Beberapa waktu lalu saya menceritakan tentang crispy churros yang saya buat sebagai modifikasi resep Mba Ricke. Kala itu, saya mengganti margarine dengan minyak dan mengurangi jumlah telur menjadi satu butir saja. Kalau mau tahu cerita lengkapnya, bisa baca di sini..
Dengan modifikasi tersebut, churros yang dihasilkan memang renyah sekali, bahkan sampai berjam-jam sejak churros digoreng. Nah itu tekstur yang memang saya dambakan!
Permasalahan muncul ketika timbul pertanyaan, dari mana kerenyahan itu timbul? Dari substitusi margarine dengan minyakkah? Atau justru dari jumlah telur yang dikurangi?
Beberapa hari setelah post tentang churros itu saya buat, rasa penasaran mengetuk-ngetuk relung hati saya (lebay). Haha. Jadilah hari itu saya membuat churros lagi dengan model trial and error.
Resepnya sama dengan yang sudah saya post sebelumnya.. Akan tetapi, komposisi lemak saya jadikan 2:3 antara minyak dan margarin. Artinya, dengan proporsi 50 gram dalam satu resep adonan, saya menggunakan 20 gram minyak dan 30 gram margarine. Adonan menjadi sangat lembut. Bisa jadi ini juga karena telur yang saya gunakan besar. Hasilnya?

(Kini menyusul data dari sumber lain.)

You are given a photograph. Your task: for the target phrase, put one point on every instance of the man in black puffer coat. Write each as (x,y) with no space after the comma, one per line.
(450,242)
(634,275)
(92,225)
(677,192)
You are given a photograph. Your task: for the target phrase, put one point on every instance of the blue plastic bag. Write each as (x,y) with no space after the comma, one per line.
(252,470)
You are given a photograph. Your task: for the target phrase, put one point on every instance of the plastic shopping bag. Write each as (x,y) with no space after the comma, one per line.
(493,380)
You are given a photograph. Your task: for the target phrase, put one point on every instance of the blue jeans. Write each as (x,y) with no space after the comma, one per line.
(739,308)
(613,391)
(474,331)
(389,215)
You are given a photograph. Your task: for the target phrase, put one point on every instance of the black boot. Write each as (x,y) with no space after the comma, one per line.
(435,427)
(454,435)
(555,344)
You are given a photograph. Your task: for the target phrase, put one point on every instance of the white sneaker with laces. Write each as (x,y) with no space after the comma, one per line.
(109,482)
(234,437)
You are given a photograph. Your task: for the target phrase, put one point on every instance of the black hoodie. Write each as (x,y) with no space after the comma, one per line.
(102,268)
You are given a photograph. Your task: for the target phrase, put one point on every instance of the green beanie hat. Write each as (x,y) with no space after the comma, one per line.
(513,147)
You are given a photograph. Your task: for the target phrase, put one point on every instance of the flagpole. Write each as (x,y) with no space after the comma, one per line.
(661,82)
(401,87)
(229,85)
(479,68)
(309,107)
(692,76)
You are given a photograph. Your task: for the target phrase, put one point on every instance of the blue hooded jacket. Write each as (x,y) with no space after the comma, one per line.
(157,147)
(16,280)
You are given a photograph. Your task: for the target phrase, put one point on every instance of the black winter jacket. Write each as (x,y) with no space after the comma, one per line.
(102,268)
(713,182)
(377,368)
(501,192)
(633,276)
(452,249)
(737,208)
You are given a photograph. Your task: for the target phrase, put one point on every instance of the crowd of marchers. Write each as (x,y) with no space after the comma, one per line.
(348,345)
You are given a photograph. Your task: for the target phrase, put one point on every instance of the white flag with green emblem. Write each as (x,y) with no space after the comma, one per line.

Hmm.. bisa dikatakan jauh dari kesan crispy. Memang renyah, tapi kembali lagi hanya bertahan sebentar. Churros jadi lembek ketika sudah dingin.. (Dan itu bukan selera saya).. Huft...
Kesimpulannya, gunakanlah minyak, dan buatlah adonan yang keras sekalipun cukup sulit disemprotkan dari spuit. Juga, saran saya kocoklah telur sehingga putih dan kuningnya bersatu dulu, baru masukkan ke dalam adonan. Masukkan perlahan sambil perhatikan konsistensi adonan. Ingat ya, adonan churros yang renyah-lembut konsistensinya cenderung padat dan kental sekali.